AÇIKLAMA: Buhari de bunu rivayet etmiş, fakat hadisin son cümlesi olan; "ve kendi nefsini mezarlar halkından say" cümlesini rivayet etmemiştir. Resul-i Ekrem (s.a.v.)'in İbni Ömer (r.a.)'nın iki omuzunu tuttuğu, Buhari'nin rivayetinde açıklanmıştır. Bu rivayet, Müellifimizin ve Tirmizi'nin rivayetlerini açıklamış olur.

 

Resul-i Ekrem (s.a.v.)'in İbni Ömer (r.a.)'ın omuzlarını tutması hikmeti, buyurmak istediği nasihat için İbni Ömer (r.a.)'ın dikkatini çekmek, iyi dinlemesini sağlamaktır.

 

Hadiste geçen "Garib" kelimesi memleketinden ve yakınlarından uzak olan kimsedir ki buna yabancı denilir. "Abir-i Sebil" kelimesi ise bir yoldan geçen yolcu demektir.

 

Tuhfe yazarının beyanına göre Tıybi bu hadisin izah bölümünde şöyle demiştir: "Garib bir kimse veya bir yoldan geçen bir yolcu gibi ol" cümlesinde geçen "Ev = veya" kelimesi tereddüd ve şüphe anlamında değil, muhayyerlik ve mübahlık içindir.
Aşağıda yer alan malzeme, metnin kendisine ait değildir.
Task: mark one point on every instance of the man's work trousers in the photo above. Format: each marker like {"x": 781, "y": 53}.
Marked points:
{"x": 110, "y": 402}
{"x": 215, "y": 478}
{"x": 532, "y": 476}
Yani istersen garib gibi ol, istersen geçici yolcu gibi ol. Bunlardan birisine benzemekte serbestsin. En güzeli bu kelimenin "Bel,,' yani bilakis manasına olmasıdır. Yani kendisini Allah yoluna veren şuurlu mü'min önce gurbet diyarında bulunan yurtsuz ve kimsesiz kimseye benzetilmiş, daha sonra bundan vazgeçilerek yoldan geçen yolcuya benzetilmiştir. Çünkü gurbet diyarında bulunan kimsesiz kişi bazen bir barınak bulur ve bir çevre yapar, eş dost edinir. Yoldan geçen yolcunun ise kimsesizlik, yalnızlık ve tehlikeler bakımından durumu daha fenadır. Yolcu kişi, hareket ettiği memleketten varacağı memlekete kadar yol boyunca nice dereleri tepeleri katetmek, yırtıcı hayvanlar, 'Soyguncular ve benzeri zarar verici şeylerle karşılaşmak durumunda olabilir, can ve mal güvenliğini yitirmiş olabilir. Bu itibarla bir saat bile durmadan, mola vermeden yoluna devam etmek zaruretini duyabilir. Bu itibarla Allah yolunda yürüyen kişinin yolcuya benzetilmesi daha güzeldir. Bunun içindir ki İbni Ömer bu hadisi rivayet ettikten sonra ravisi Leys'e .. bir rivayette de Mücahid'e hitaben "Akşama erişince, sabahı gczleme, sabaha erişince de akşamı gözleme. Sağlıklı olduğun zamanının bir bölümünü hastalık zamanın için ayırt hayatının bir kısmını da ölümün için tahsis et, demiştir."